祁襄侧躺着,带着疤痕的脸被压在了枕面上,完全看不出有伤的样子。完好的半边脸比白君瑜记忆中的更加好看,甚至有几分靡艳之感。让他恍然想起那天春天,祁襄在学馆趴桌而憩,桃花纷飞入内,落在桌上和祁襄的发间,那样美幻,让他内心无比安宁。

若非有西陲那遭,京中想与祁襄说亲之人必然趋之若鹜。不过当初祁家嫡母当家,未必会给祁襄配一门好亲事。祁襄离开那几年,他们几个聚在一起偶尔提起,都说祁襄命不好,明明什么都没做,却被连累至此,实在是命途多舛。

拿出平安符,白君瑜将它放到祁襄枕边。他希望这道符日后能给祁襄带来安康和福气,让祁襄不再受苦。

祁襄睁开眼,就看到枕边的符。他不知道这是哪来的,只下意识地伸手握住。

“醒了?”

祁襄听到声音,转头看去,隔着屏风隐约能看到外面的白君瑜。

起身下床,祁襄诧异地问:“你怎么来了?”

可能是刚醒来脑子还没太清醒,倒没有赶人的想法,就好像之前的争吵不存在一般。

白君瑜放下茶杯,“我在祥云观求了符,给你送来。

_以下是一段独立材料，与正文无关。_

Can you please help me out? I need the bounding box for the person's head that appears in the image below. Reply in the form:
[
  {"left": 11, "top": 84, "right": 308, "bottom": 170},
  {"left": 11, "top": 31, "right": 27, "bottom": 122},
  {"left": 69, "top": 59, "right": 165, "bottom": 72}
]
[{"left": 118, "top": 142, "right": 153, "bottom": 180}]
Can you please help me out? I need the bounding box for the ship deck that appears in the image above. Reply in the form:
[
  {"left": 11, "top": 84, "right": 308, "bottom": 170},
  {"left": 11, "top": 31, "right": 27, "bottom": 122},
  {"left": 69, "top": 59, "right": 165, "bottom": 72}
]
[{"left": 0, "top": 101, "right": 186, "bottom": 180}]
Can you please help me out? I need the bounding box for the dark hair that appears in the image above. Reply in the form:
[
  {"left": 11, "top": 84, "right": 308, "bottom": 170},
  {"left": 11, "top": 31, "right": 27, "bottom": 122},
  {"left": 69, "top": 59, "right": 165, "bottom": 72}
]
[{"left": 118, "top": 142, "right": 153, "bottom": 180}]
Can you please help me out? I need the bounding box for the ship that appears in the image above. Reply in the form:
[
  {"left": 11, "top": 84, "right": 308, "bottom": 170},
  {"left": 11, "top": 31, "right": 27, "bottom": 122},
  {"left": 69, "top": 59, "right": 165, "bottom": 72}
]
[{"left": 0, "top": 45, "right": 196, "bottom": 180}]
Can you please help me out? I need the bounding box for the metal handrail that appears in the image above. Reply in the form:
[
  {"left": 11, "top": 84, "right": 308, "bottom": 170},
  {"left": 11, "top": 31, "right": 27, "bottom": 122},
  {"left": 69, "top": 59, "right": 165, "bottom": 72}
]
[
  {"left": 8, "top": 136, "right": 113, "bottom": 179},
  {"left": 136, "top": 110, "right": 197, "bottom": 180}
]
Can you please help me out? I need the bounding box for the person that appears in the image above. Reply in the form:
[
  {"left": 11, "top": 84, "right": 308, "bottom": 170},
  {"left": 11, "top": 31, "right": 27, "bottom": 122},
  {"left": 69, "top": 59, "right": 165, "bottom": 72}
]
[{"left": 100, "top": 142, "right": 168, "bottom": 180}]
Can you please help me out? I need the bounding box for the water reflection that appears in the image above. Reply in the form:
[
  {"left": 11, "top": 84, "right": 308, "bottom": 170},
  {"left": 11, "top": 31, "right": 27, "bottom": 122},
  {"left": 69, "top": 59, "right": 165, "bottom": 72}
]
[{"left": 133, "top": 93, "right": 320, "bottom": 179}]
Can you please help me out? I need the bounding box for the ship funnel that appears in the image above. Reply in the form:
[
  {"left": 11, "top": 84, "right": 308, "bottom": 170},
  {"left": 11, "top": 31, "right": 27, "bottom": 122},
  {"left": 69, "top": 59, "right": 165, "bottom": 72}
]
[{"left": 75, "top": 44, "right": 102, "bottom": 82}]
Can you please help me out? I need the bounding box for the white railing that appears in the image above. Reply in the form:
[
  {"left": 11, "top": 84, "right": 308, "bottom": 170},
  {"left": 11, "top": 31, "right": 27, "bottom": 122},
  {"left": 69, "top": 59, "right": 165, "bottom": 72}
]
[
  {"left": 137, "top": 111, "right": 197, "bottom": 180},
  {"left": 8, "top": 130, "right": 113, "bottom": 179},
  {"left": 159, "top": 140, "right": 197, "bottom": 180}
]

”

祁襄心中一热,握紧手中的符,道:“多谢。”

伸手不打笑脸人,白君瑜给他送东西来,他也实在发不出火了。而且过了这么多天,他的气也消了不少。何况……心意难得。

“应该是我谢你才是,帮我家解决了难事。”白君瑜觉得光一个“谢”字真的不足以表达。

“举手之劳。吃了白夫人那么多糕点,总要回报的。”祁襄淡淡地说。